Henry Poole (28 January 1873 — 15 August 1928) was a British architectural sculptor.

He studied at the Lambeth School of Art in 1888; and from 26 January 1892 under Harry Bates ARA and George Frederic Watts RA at the Royal Academy Schools. Poole was elected ARA 22 April 1920 and became a full RA in 1927, shortly before his death. He exhibited at the Royal Academy between 1894 – 1928; and was Master of the Sculpture School from 1921 to 1927.

He worked for the army school of camouflage founded by Solomon Joseph Solomon, at Hyde Park during World War I.

Much of his architectural work has disappeared with the demolition of the buildings it decorated, but some examples survive.
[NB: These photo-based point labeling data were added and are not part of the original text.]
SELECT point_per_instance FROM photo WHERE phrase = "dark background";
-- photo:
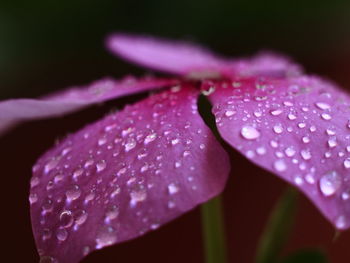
(48, 45)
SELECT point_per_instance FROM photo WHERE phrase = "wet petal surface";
(169, 56)
(124, 176)
(298, 128)
(15, 110)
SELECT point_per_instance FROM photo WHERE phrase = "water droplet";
(112, 213)
(34, 181)
(322, 105)
(330, 131)
(73, 193)
(89, 197)
(86, 250)
(66, 219)
(310, 178)
(177, 164)
(131, 144)
(298, 180)
(58, 178)
(77, 173)
(250, 133)
(61, 234)
(137, 196)
(33, 198)
(306, 139)
(208, 90)
(301, 125)
(80, 216)
(115, 192)
(102, 141)
(288, 103)
(150, 138)
(105, 237)
(257, 113)
(290, 151)
(347, 163)
(144, 168)
(332, 142)
(340, 222)
(278, 128)
(312, 128)
(276, 112)
(46, 234)
(326, 116)
(261, 150)
(330, 183)
(51, 165)
(175, 141)
(280, 165)
(346, 195)
(306, 154)
(173, 188)
(100, 166)
(292, 116)
(229, 113)
(47, 206)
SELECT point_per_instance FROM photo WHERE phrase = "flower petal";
(266, 64)
(124, 176)
(169, 56)
(15, 110)
(298, 128)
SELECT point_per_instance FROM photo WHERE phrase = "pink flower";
(139, 168)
The bronze lions commissioned for the entrance of the HSBC Building in Shanghai still survive in the Shanghai History Museum. These were cast by J W Singer & Sons, in Frome, and modern replicas sit in their place outside the building on The Bund. His statue of Edward VII still stands outside the Victoria Rooms in Bristol, and his statue of the fighter pilot Albert Ball is in the grounds of Nottingham Castle. Carved stone works survive at Cardiff City Hall (Giraldus Cambrensis), Deptford Town Hall and Westminster Central Hall. Fragments of his architectural sculptures for the demolished United Kingdom Provident Institution offices are now located on Milford Lane in London.

==Works==
- Deptford Town Hall (1903)
- Westminster Central Hall (1905–1911)
- Charity, sculpture group above the entrance to the former Bethnal Green Town Hall, (1910)
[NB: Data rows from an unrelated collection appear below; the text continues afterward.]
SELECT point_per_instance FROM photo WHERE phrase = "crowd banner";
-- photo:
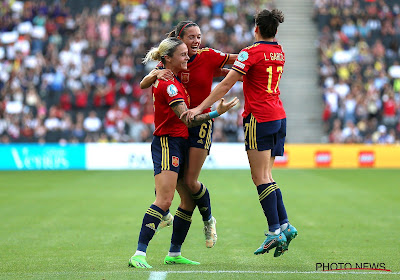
(137, 156)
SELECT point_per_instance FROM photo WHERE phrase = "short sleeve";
(243, 62)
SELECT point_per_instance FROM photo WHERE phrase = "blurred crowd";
(359, 47)
(73, 76)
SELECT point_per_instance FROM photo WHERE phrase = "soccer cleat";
(210, 232)
(290, 232)
(139, 262)
(272, 241)
(179, 260)
(166, 221)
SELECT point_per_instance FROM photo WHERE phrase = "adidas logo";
(151, 226)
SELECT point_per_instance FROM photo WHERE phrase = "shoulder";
(172, 88)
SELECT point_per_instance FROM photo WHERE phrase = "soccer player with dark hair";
(204, 64)
(264, 123)
(169, 151)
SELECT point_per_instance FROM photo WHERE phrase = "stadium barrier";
(112, 156)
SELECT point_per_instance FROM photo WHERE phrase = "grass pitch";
(85, 225)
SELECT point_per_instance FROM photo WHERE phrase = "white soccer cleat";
(166, 221)
(210, 232)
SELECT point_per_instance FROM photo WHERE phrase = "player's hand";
(189, 114)
(165, 75)
(223, 107)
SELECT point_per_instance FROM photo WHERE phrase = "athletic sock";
(280, 206)
(182, 222)
(267, 197)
- Colnaghi's, New Bond Street (1912)
- Relief panels for the Public Library and Baths, Great Smith Street, (1892–1893)
- Edward VII statue and memorial fountains, with Edwin Rickards, Bristol (1912)
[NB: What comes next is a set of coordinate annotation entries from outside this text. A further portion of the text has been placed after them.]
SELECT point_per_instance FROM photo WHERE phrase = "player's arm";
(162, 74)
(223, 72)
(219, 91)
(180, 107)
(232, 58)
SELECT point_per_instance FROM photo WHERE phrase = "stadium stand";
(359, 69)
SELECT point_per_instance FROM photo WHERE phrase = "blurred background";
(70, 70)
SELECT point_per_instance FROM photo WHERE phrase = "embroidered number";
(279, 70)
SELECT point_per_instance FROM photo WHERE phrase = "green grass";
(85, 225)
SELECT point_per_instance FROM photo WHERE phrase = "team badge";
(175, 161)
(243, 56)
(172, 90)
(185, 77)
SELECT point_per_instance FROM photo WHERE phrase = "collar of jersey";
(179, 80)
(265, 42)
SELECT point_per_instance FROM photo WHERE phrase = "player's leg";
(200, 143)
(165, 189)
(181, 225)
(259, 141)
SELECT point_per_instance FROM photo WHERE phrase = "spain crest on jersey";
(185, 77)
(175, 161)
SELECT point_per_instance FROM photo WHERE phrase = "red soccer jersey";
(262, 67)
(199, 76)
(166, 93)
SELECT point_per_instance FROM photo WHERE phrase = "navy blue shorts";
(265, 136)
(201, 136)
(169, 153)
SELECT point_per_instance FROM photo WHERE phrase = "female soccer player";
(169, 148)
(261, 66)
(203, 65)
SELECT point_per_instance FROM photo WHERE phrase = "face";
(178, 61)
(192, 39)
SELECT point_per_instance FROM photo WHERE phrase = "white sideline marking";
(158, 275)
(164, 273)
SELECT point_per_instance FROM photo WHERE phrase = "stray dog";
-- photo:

- Equestrian statue of Field Marshal Earl Roberts VC, (1916) in Kelvingrove Park, Glasgow, after an original design by Harry Bates
- Sculptures for the Chapel of St Michael and St George, St Paul's Cathedral
- Interior decoration of The Black Friar public house, Queen Victoria Street, London
- Statue of Captain Albert Ball, Nottingham Castle (1921)
- War memorial, Evesham, Worcestershire (1921)
- War memorial, Pudsey, West Yorks (1922)
- War memorial, Wotton-under-Edge, Gloucestershire (1920)
- Chatham Naval Memorial, Kent, with Sir Robert Lorimer, (1924)
- Plymouth Naval Memorial with Sir Robert Lorimer, (1924)
- Portsmouth Naval Memorial, Southsea Common, with Sir Robert Lorimer, (1924)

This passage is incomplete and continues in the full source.